Allah Teâlâ, “Göklerde ve yerde olan şeyler Allah’ındır; vekil olarak Allah yeter. Eğer O dilerse ey insanlar, sizi giderir de (yerinize) başkalarını getirir. Allah buna hakkıyla kadirdir.” buyurmuştur. Bu, şu manadadır: “Allah hem yok etmeye hem de var etmeye kadirdir. Dolayısıyla eğer O’na isyan ederseniz, bilin ki sizi tamamen yok edip ortadan kaldırmaya ve kendisine ibadet ve tazim ile meşgul olacak başka bir topluluğu getirmeye kadirdir.” Binaenaleyh bu sözün, bu ayette yer almasından maksad, Hakk Teâlâ’nın, her şeye gücünün yettiğini iyice ortaya koymaktır. Bu tek bir delil, birçok manaya delâlet edince kendisi ile o manalardan herbirine istidlal olunsun diye, bunu burada zikretmek güzel ve yerinde olmuştur. Sonra Cenab-ı Hakk, bu delili, ikinci manaya istidlal edilsin diye, ikinci kez; üçüncü bir manaya istidlal edilsin diye de üçüncü kez zikretmiştir. İşte bu tekrar, delili bir defa söylemekten daha güzel ve daha uygundur. Çünkü delil zikredilince hatıra medlûlu bilmeyi gerektiren şeyler gelir. Binaenaleyh bu medlûl ile elde edilen ilim, daha kuvvetli ve daha açık olmuş olur. Böylece bu tekrarın, son derece güzel ve mükemmel olduğu ortaya çıkmış olur. Hem, sen bu delili üç kez tekrar edip her defasında da Allah’ın bir başka celâl sıfatının ispatını O’na dayandırdığın zaman, zihin Allah’ın, gökleri ve yeri yaratmasının, çok yüce birtakım esrara ve gayelere delâlet ettiği hususunda gafletten uyanır. İşte o zaman da insan, göklerin ve yerin yaratılışında tefekkür edip onların halleri ve sıfatları ile yaratıcının sıfatlarına istidlal etme gayretine girer. Bu kerim olan Kur’an’ın genel ve esas maksadı, akılları ve fehimleri, Allah’tan başkası ile meşgul olmaktan kurtarıp, marifetullaha gark olmaya sevk etmek olup, bu tekrar da bu gayenin tahakkukunu ifade edip, onu kuvvetlendirince, hiç şüphesiz ki bu tekrar son derece güzel ve yerinde olmuştur. (Fahreddin er-Râzî)

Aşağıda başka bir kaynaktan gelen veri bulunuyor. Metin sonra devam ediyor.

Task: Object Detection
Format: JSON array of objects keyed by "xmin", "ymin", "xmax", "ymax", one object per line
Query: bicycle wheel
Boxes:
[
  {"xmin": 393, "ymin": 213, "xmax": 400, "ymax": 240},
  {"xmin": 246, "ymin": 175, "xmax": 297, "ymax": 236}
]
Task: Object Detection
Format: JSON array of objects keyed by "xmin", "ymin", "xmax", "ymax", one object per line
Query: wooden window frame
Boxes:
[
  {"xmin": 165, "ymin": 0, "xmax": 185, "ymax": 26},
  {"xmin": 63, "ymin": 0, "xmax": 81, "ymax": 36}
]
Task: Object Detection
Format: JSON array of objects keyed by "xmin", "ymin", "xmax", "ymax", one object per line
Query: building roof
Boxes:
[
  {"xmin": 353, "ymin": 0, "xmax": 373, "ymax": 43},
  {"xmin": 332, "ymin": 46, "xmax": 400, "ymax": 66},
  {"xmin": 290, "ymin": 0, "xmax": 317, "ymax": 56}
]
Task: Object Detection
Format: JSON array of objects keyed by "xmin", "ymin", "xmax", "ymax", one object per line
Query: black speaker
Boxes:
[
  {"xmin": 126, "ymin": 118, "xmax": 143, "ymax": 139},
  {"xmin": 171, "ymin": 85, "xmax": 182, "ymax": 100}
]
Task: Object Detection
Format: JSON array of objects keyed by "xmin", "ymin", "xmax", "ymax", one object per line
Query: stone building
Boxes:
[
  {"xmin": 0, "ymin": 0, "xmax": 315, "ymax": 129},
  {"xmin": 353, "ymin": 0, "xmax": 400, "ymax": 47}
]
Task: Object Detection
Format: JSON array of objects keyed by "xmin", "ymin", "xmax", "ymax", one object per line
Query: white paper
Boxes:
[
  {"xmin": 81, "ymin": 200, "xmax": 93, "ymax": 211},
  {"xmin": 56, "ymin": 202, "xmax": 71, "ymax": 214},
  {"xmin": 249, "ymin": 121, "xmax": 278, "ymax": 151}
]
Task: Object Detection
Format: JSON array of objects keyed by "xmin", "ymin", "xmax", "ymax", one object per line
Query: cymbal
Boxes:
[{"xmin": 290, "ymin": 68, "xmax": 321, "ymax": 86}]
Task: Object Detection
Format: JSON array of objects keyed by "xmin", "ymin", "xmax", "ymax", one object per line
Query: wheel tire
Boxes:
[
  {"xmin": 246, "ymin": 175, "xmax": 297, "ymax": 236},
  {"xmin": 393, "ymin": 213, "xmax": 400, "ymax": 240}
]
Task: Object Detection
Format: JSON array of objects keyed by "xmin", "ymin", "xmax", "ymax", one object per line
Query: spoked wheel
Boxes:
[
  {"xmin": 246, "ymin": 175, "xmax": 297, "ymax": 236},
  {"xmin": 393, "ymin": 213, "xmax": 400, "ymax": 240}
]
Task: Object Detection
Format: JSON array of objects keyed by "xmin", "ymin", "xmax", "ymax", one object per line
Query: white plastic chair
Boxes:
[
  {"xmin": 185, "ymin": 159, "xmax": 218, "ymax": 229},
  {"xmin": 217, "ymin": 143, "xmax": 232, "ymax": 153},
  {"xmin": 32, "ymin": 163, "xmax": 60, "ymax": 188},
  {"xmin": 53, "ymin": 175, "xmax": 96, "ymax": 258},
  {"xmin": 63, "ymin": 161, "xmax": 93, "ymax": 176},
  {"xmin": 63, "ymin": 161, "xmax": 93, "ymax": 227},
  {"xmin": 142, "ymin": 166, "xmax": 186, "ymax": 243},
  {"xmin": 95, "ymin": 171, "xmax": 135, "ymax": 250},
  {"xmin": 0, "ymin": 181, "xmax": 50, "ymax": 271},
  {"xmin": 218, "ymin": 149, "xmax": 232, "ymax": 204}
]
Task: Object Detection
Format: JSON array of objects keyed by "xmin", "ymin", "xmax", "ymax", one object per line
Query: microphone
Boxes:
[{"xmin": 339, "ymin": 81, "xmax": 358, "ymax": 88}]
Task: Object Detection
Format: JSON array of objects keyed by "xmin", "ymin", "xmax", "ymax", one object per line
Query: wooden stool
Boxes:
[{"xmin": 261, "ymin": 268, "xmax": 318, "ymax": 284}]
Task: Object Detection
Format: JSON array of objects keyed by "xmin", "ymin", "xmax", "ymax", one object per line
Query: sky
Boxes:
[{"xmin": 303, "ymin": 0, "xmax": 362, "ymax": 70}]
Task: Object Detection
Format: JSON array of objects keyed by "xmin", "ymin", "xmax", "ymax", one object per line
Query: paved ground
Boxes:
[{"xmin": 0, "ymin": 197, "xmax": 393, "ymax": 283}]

لِلّٰهِ’deki  ل  harf-i cerinin anlamları:

1. Tahsis: Her şey Allah’a aittir, hiç kimse hiçbir şeyin sahibi değildir.

2. إلى  anlamıyla dönüşlülük: Her şey Allah’a dönücüdür.

3. Temlik: Her şey Allah’ın mülkiyetindedir.

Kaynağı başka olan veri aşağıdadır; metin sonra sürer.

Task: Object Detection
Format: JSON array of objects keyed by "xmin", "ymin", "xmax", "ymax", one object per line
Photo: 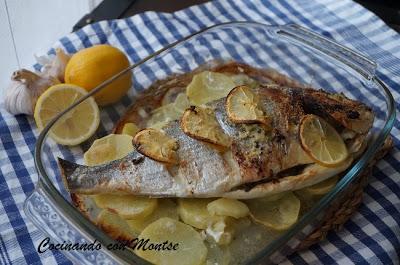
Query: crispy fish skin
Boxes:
[{"xmin": 59, "ymin": 81, "xmax": 373, "ymax": 199}]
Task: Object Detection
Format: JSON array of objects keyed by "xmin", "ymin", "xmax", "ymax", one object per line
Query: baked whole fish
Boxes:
[{"xmin": 59, "ymin": 63, "xmax": 374, "ymax": 199}]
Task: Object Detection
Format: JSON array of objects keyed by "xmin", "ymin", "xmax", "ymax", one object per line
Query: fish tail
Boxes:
[{"xmin": 57, "ymin": 157, "xmax": 80, "ymax": 190}]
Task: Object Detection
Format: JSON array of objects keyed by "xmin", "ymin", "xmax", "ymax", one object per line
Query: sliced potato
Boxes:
[
  {"xmin": 225, "ymin": 86, "xmax": 270, "ymax": 125},
  {"xmin": 181, "ymin": 106, "xmax": 231, "ymax": 147},
  {"xmin": 146, "ymin": 93, "xmax": 189, "ymax": 129},
  {"xmin": 174, "ymin": 92, "xmax": 190, "ymax": 112},
  {"xmin": 97, "ymin": 209, "xmax": 138, "ymax": 240},
  {"xmin": 206, "ymin": 217, "xmax": 235, "ymax": 245},
  {"xmin": 296, "ymin": 176, "xmax": 339, "ymax": 196},
  {"xmin": 178, "ymin": 199, "xmax": 215, "ymax": 229},
  {"xmin": 186, "ymin": 71, "xmax": 236, "ymax": 106},
  {"xmin": 127, "ymin": 198, "xmax": 179, "ymax": 234},
  {"xmin": 205, "ymin": 242, "xmax": 232, "ymax": 265},
  {"xmin": 133, "ymin": 129, "xmax": 179, "ymax": 164},
  {"xmin": 83, "ymin": 134, "xmax": 134, "ymax": 166},
  {"xmin": 207, "ymin": 198, "xmax": 249, "ymax": 219},
  {"xmin": 122, "ymin": 122, "xmax": 139, "ymax": 137},
  {"xmin": 246, "ymin": 192, "xmax": 300, "ymax": 231},
  {"xmin": 146, "ymin": 103, "xmax": 183, "ymax": 129},
  {"xmin": 135, "ymin": 217, "xmax": 207, "ymax": 265},
  {"xmin": 92, "ymin": 194, "xmax": 157, "ymax": 219}
]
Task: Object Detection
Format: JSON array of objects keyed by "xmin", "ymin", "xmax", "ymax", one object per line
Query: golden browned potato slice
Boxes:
[
  {"xmin": 246, "ymin": 192, "xmax": 300, "ymax": 231},
  {"xmin": 133, "ymin": 128, "xmax": 179, "ymax": 164},
  {"xmin": 122, "ymin": 122, "xmax": 139, "ymax": 137},
  {"xmin": 225, "ymin": 86, "xmax": 269, "ymax": 125},
  {"xmin": 83, "ymin": 134, "xmax": 134, "ymax": 166},
  {"xmin": 296, "ymin": 176, "xmax": 339, "ymax": 196},
  {"xmin": 146, "ymin": 93, "xmax": 189, "ymax": 129},
  {"xmin": 206, "ymin": 217, "xmax": 235, "ymax": 245},
  {"xmin": 127, "ymin": 198, "xmax": 179, "ymax": 234},
  {"xmin": 181, "ymin": 106, "xmax": 231, "ymax": 147},
  {"xmin": 178, "ymin": 199, "xmax": 215, "ymax": 229},
  {"xmin": 207, "ymin": 198, "xmax": 249, "ymax": 219},
  {"xmin": 92, "ymin": 194, "xmax": 157, "ymax": 219},
  {"xmin": 299, "ymin": 114, "xmax": 349, "ymax": 167},
  {"xmin": 97, "ymin": 209, "xmax": 139, "ymax": 240},
  {"xmin": 135, "ymin": 217, "xmax": 207, "ymax": 265}
]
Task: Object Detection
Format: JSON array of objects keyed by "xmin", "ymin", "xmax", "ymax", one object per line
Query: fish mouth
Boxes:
[{"xmin": 58, "ymin": 62, "xmax": 374, "ymax": 198}]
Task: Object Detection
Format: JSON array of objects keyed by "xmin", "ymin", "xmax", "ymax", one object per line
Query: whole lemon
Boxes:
[{"xmin": 65, "ymin": 44, "xmax": 132, "ymax": 106}]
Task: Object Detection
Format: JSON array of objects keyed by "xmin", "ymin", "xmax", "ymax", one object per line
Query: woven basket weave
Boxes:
[{"xmin": 297, "ymin": 137, "xmax": 393, "ymax": 251}]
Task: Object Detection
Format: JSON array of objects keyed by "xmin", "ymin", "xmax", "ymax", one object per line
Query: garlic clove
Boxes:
[
  {"xmin": 41, "ymin": 48, "xmax": 71, "ymax": 82},
  {"xmin": 4, "ymin": 69, "xmax": 60, "ymax": 115}
]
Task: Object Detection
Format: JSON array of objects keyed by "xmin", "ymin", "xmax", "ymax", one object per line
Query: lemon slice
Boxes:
[
  {"xmin": 181, "ymin": 106, "xmax": 231, "ymax": 147},
  {"xmin": 225, "ymin": 86, "xmax": 268, "ymax": 124},
  {"xmin": 34, "ymin": 84, "xmax": 100, "ymax": 145},
  {"xmin": 186, "ymin": 71, "xmax": 236, "ymax": 106},
  {"xmin": 83, "ymin": 134, "xmax": 134, "ymax": 166},
  {"xmin": 300, "ymin": 115, "xmax": 348, "ymax": 167},
  {"xmin": 122, "ymin": 122, "xmax": 139, "ymax": 137},
  {"xmin": 133, "ymin": 128, "xmax": 179, "ymax": 164},
  {"xmin": 246, "ymin": 192, "xmax": 300, "ymax": 231}
]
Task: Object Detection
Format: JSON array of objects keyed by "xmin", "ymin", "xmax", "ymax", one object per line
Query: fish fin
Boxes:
[{"xmin": 57, "ymin": 157, "xmax": 80, "ymax": 190}]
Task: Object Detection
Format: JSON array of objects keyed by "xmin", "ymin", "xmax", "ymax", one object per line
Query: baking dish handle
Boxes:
[
  {"xmin": 276, "ymin": 24, "xmax": 377, "ymax": 80},
  {"xmin": 24, "ymin": 184, "xmax": 118, "ymax": 265}
]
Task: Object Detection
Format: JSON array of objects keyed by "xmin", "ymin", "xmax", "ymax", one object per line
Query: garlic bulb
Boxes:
[
  {"xmin": 4, "ymin": 69, "xmax": 60, "ymax": 115},
  {"xmin": 41, "ymin": 48, "xmax": 71, "ymax": 82}
]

4. Hakiki istila: Allah gökleri ve yerdeki her şeyi istila etmiştir. (Medine Balcı)

فِي السَّمٰوَاتِ [Göktekiler] buyruğundan sonra فِي الْاَرْضِ [Yerdekiler]in atfedilmesi tecriddir, çünkü arz aslında semanın (gökler) içindedir.

السَّمٰوَاتِ  ve  الْاَرْضِ  arasında vasıldan îhâm-ı tezâd vardır.

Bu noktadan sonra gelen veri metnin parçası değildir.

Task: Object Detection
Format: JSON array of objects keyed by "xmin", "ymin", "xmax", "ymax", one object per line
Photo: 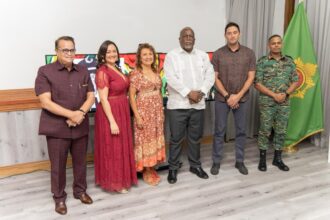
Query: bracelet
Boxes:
[
  {"xmin": 224, "ymin": 93, "xmax": 230, "ymax": 102},
  {"xmin": 79, "ymin": 109, "xmax": 86, "ymax": 115}
]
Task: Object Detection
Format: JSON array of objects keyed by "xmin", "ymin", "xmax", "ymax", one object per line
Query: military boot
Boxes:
[
  {"xmin": 258, "ymin": 149, "xmax": 267, "ymax": 172},
  {"xmin": 273, "ymin": 150, "xmax": 289, "ymax": 171}
]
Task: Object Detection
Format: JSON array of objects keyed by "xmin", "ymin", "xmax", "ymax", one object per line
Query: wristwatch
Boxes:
[
  {"xmin": 285, "ymin": 92, "xmax": 290, "ymax": 98},
  {"xmin": 224, "ymin": 93, "xmax": 230, "ymax": 102}
]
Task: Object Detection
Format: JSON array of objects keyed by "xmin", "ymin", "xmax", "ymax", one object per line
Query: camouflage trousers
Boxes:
[{"xmin": 258, "ymin": 104, "xmax": 290, "ymax": 150}]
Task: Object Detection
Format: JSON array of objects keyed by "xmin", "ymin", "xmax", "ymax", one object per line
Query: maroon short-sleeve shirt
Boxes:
[
  {"xmin": 211, "ymin": 45, "xmax": 256, "ymax": 102},
  {"xmin": 35, "ymin": 62, "xmax": 94, "ymax": 139}
]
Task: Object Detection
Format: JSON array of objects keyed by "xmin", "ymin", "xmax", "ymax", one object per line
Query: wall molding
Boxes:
[
  {"xmin": 0, "ymin": 136, "xmax": 213, "ymax": 179},
  {"xmin": 0, "ymin": 88, "xmax": 41, "ymax": 112}
]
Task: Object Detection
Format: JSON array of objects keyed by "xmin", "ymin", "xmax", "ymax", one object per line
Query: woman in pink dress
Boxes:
[
  {"xmin": 129, "ymin": 44, "xmax": 165, "ymax": 185},
  {"xmin": 94, "ymin": 41, "xmax": 137, "ymax": 193}
]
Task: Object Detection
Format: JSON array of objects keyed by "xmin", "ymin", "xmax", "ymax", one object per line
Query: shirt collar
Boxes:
[
  {"xmin": 268, "ymin": 53, "xmax": 285, "ymax": 60},
  {"xmin": 227, "ymin": 42, "xmax": 241, "ymax": 53},
  {"xmin": 56, "ymin": 60, "xmax": 78, "ymax": 72},
  {"xmin": 179, "ymin": 47, "xmax": 196, "ymax": 54}
]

Kur’an’daki zikredildiği bağlam düşünüldüğünde bu gibi ayetlerin ifade sadedinin, Allah’ın nimetlerinden birinin kevnî ayetlerin içine gizlenerek insanlara nimetlerinin hatırlatılması olduğu görülecektir. Müfessirler bu vb. bağlamının dışında anlamlar yüklenebilen ayetlerde de idmâc sanatı olduğu görüşündedirler. (Hasan Uçar Kur’an-ı Kerim’deki Anlamsal Bedî’ Sanatları Doktora Tezi)

Bu ibtidaî kelâm, bundan önce hikâye edilen söze dahil olmadığını fakat muhatapları gelecek şart cümlesine hazırlamak için olduğunu belirtmek içindir. Yani göklerde ve yerde olan bütün mahluklar, yaratılış olarak da mülk olarak da yalnız Allah’ındır. Allah Teâlâ, icat, idam, diriltmek ve öldürmek fiilleri ile mahlûkatı üzerinde dilediği gibi tasarruf eder. (Ebüssuûd)

 

وَكَفٰى بِاللّٰهِ وَك۪يلاً

 

وَ  istînâfiyyedir. Müspet mazi fiil sıygasında faide-i haber talebî kelamdır. Zaid  بِ harfi cümleyi tekid etmiştir. 

Cümlede mütekellimin Allah Tealâ olması dolayısıyla  للّٰهِ  isminde tecrîd sanatı vardır.

Bütün kemâl ve celâl sıfatların anlamlarını bünyesinde barındıran lafza-i celâlin tekrarı, haşyet uyandırma amacına matuftur. Ayrıca bu tekrarda ıtnâb ve reddü’l-acüz ale’s-sadr sanatları vardır. 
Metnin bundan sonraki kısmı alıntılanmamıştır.